Qué días increíblemente largos y maravillosos vivimos a veces, ¿no? Cuando uno viaja se da cuenta de que la mente no puede procesar fácilmente que a la mañana estabas despachando una valija, y a la tarde ya estás en el confín del tiempo y de la historia recorriendo siglos y siglos con la mirada. Lindísimo tu relato de viaje de París a Roma.
Muero por saber más de “Alguienmuyespecial”, por supuesto.
Beso grande.
junio 16, 2011 a 9:36 am
Gamar
Ay no, no corte así.
Queremos saber como sigue.
junio 16, 2011 a 10:46 am
Juan de los Palotes
Bien por vos que te animaste a hacer el periplo sola.
Recorrer en soledad es casi mejor porque vas a donde se te canta y hacés lo que más te gusta.
Interesante relato, pero nos quedamos con la duda de qué pasó?? Acaso no habrás podido regresar??? Momento complicado.
Si fue así, te habrás enojado con vos misma por no tener compañía.
Un abrazo
junio 16, 2011 a 2:18 pm
Myriam
Ay…. si que me quedo con las ganas de saber si te encuentras igual con “esa personatanespecial” que vive al Norte de Roma y qué pasó al final con la huelga.
Ya te contaré mis anécdotas de Roma. Besos y espero la continuación.
junio 16, 2011 a 5:40 pm
Asun
Pero bueno… esto no se hace. Dejarnos con la miel en los labios sin saber que pasó con “alguienmuyespecial”, si os encontrasteis o no.

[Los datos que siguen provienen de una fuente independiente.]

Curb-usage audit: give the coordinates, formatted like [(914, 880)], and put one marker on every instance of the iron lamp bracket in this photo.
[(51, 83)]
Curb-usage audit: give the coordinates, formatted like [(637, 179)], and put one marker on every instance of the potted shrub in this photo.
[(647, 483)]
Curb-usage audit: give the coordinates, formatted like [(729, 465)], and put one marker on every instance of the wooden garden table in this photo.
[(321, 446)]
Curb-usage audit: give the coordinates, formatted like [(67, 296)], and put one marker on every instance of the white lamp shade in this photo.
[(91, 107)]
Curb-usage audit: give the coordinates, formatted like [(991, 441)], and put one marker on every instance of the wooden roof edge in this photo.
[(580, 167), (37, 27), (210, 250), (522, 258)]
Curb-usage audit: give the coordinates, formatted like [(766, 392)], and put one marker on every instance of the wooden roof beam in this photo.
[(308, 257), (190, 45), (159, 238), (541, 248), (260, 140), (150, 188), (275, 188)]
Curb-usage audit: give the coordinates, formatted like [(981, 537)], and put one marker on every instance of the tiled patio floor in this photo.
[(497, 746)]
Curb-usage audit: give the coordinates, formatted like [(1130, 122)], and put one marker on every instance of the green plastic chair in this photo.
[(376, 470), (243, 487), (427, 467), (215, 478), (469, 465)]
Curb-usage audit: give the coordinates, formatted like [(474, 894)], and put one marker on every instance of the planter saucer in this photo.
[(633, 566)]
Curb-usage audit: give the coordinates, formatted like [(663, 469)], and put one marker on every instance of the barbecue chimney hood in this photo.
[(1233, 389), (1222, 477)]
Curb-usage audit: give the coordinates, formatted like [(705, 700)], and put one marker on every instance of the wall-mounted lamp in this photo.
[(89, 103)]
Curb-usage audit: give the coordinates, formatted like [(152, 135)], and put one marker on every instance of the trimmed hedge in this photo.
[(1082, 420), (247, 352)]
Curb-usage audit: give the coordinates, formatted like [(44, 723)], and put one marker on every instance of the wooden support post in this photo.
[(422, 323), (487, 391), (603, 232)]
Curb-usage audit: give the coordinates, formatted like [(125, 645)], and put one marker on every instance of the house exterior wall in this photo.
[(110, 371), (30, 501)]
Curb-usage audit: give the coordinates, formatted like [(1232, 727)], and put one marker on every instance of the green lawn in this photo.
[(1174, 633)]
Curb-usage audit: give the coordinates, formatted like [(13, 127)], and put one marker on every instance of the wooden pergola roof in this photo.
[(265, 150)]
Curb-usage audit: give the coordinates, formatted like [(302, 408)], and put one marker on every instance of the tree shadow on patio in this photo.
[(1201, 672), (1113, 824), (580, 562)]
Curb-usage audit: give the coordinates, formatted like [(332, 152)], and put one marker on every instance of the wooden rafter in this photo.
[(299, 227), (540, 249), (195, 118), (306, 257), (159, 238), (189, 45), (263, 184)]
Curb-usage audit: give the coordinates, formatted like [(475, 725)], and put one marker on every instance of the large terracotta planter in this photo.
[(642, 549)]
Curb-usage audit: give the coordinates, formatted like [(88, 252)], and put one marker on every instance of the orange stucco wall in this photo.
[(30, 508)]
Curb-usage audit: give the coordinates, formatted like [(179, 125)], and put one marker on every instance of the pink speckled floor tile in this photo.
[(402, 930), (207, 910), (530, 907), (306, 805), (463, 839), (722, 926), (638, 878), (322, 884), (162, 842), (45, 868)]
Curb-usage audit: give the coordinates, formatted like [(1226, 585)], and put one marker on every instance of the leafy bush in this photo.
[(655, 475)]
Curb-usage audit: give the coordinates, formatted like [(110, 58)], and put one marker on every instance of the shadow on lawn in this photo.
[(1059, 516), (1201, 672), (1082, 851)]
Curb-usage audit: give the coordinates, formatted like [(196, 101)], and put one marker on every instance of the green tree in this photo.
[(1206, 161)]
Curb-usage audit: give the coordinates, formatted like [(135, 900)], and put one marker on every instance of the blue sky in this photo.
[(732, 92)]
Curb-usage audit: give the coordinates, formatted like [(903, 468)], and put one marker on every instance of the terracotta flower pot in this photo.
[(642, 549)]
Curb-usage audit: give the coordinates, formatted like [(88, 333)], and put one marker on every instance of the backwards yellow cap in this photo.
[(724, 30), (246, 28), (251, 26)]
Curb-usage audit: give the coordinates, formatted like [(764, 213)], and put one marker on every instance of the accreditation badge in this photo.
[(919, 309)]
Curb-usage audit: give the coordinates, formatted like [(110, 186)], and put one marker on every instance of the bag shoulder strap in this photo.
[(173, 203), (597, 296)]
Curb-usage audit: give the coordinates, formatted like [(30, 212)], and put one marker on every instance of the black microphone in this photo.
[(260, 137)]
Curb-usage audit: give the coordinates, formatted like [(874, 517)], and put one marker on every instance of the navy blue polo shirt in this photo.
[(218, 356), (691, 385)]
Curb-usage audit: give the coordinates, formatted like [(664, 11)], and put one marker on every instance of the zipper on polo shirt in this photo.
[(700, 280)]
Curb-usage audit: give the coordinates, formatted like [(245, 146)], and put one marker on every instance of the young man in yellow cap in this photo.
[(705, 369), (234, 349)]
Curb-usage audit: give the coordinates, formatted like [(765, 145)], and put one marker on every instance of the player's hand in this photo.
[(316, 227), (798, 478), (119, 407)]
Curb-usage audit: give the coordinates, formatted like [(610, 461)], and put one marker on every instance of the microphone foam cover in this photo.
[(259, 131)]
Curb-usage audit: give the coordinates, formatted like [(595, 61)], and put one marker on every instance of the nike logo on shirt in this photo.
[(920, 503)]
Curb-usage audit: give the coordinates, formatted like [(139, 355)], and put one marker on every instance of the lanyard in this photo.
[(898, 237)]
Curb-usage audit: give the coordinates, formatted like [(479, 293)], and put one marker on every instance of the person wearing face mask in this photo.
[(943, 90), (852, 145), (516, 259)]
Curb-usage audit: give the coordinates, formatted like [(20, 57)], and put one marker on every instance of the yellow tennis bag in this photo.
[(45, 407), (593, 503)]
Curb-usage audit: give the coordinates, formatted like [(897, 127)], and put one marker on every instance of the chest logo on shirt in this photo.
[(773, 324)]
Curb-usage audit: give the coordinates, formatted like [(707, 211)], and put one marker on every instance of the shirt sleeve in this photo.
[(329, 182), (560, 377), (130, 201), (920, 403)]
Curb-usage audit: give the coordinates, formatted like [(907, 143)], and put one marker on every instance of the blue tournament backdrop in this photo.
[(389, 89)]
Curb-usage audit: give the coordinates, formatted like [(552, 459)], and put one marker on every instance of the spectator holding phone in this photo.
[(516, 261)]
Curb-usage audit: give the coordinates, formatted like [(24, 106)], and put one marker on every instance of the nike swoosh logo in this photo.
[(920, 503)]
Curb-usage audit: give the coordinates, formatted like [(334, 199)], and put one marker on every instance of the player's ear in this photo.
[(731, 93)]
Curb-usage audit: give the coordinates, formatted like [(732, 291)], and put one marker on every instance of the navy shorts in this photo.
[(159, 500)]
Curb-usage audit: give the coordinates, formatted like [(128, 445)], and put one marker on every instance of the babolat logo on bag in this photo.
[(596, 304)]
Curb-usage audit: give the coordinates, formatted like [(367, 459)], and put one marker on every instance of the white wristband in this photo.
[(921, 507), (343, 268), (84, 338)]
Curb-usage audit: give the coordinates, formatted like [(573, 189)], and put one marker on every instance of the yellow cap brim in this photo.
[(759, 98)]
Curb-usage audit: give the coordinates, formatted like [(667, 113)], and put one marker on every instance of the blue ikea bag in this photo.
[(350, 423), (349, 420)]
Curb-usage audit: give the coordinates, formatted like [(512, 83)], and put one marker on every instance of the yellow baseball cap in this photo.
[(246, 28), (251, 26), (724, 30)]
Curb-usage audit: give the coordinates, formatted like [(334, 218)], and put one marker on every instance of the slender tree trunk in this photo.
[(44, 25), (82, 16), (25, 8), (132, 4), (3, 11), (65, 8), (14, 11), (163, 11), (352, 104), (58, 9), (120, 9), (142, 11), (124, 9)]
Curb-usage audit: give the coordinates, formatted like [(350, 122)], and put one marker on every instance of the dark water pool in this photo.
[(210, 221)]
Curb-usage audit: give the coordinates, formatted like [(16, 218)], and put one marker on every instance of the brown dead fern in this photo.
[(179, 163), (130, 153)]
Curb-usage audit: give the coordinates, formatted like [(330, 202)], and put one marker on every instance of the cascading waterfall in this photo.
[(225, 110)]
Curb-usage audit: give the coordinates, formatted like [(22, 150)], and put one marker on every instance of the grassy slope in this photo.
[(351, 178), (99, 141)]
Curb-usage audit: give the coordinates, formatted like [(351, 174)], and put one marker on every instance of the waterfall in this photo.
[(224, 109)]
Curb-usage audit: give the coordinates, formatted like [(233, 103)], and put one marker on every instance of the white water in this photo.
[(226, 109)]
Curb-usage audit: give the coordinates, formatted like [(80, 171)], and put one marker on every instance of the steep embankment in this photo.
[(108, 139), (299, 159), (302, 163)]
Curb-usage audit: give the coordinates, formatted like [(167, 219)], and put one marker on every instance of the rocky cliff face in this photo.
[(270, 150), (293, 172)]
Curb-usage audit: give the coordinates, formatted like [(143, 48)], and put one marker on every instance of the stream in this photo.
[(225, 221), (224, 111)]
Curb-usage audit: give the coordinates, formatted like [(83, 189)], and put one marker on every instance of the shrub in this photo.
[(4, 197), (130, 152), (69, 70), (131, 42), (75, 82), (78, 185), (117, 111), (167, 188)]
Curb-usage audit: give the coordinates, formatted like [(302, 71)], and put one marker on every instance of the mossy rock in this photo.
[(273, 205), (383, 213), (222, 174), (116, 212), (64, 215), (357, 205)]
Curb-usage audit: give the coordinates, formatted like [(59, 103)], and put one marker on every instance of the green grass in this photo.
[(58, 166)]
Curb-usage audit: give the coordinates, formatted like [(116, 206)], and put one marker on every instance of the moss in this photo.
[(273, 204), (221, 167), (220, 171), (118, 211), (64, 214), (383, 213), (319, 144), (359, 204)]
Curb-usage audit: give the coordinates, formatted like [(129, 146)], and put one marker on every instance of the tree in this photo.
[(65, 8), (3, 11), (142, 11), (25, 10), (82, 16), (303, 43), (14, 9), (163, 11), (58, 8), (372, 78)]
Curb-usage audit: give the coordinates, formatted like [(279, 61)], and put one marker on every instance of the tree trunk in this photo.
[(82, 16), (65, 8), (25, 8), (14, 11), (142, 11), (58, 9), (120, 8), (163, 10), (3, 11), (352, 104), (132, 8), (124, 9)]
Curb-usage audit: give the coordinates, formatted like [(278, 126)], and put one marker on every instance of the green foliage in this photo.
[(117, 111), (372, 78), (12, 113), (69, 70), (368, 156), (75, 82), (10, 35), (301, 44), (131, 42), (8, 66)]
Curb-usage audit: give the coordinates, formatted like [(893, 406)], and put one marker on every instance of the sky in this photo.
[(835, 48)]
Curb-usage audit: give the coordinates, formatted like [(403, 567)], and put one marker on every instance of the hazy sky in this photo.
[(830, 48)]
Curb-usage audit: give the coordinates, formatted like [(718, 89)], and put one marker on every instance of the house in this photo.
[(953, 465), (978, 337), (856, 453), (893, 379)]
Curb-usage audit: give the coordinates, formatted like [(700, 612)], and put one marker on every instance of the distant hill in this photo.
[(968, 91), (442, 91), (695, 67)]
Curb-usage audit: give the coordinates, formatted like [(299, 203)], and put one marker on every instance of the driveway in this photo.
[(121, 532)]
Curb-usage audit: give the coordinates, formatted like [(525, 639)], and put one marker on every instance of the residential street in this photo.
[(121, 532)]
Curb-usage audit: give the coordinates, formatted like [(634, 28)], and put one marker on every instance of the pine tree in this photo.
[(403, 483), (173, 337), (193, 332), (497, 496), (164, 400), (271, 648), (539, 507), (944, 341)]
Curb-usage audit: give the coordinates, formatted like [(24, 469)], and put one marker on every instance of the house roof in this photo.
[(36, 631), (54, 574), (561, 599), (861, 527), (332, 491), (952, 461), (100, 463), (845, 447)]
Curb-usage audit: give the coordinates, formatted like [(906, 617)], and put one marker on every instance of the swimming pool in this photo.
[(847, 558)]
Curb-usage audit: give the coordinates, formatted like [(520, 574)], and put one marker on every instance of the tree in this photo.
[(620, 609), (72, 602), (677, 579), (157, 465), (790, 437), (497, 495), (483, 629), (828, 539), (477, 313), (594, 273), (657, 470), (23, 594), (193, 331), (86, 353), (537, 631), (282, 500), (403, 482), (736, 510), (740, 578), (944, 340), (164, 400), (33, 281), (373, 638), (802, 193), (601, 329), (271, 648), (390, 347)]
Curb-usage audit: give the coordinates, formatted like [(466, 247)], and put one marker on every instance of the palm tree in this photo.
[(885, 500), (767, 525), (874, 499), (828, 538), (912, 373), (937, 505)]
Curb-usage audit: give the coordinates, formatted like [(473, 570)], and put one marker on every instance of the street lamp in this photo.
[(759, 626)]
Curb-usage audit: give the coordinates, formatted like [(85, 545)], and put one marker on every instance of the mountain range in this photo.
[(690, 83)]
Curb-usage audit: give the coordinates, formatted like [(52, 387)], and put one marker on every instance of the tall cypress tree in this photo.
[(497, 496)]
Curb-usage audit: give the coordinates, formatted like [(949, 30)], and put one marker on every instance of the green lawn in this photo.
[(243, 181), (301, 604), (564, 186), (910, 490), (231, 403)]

Esperaré la próxima entrega.
Sí que suena fea esa palabreja italiana: “sciopero”, pero si el traductor de google no me engaña, sólo se trataba de una huelga.
Besos
junio 16, 2011 a 7:26 pm
cris
Hay Ana , en algunos momentos te habrá parecido estar en Argentina , hasta las huelgas has ligado , Vero , les falta el dulce de leche !
Saluditos
Cris//mujeresdesincuentay
junio 21, 2011 a 12:17 pm
La viajera ecuatorial
Me encantó.Me dan ganas de irme a Roma.
Y con alguienmuyespecial, ¿qué pasó?
Un besazo
junio 21, 2011 a 12:27 pm
Marcelo C.
Como fue que me perdi de este post?!
Cuando vi hoy que habia Roma (2), dije, evidentemente me perdi un capitulo.
He aqui el capitulo faltante, ahora entonces si puede leer el Roma (2), no me gusta dejar materias previas, como en la secundaria, hagamos bien todas las correlativas.
Dios mio! Este alguienmuyespecial es alguienmuypersonaje, me parece, no?!
julio 6, 2011 a 5:03 pm
Mai
“Sciopero!” jajaja
Cada tanto les da a los tanos el paro de transportes… lo hacen para que no tengamos nostalgia de la Argentina! jaja
Por las banderas que veo de la manifestaciòn, se trataba del PD (Partido Democràtico) que es de “sinistra” no necesariamente ecològica!
Besos y te sigo!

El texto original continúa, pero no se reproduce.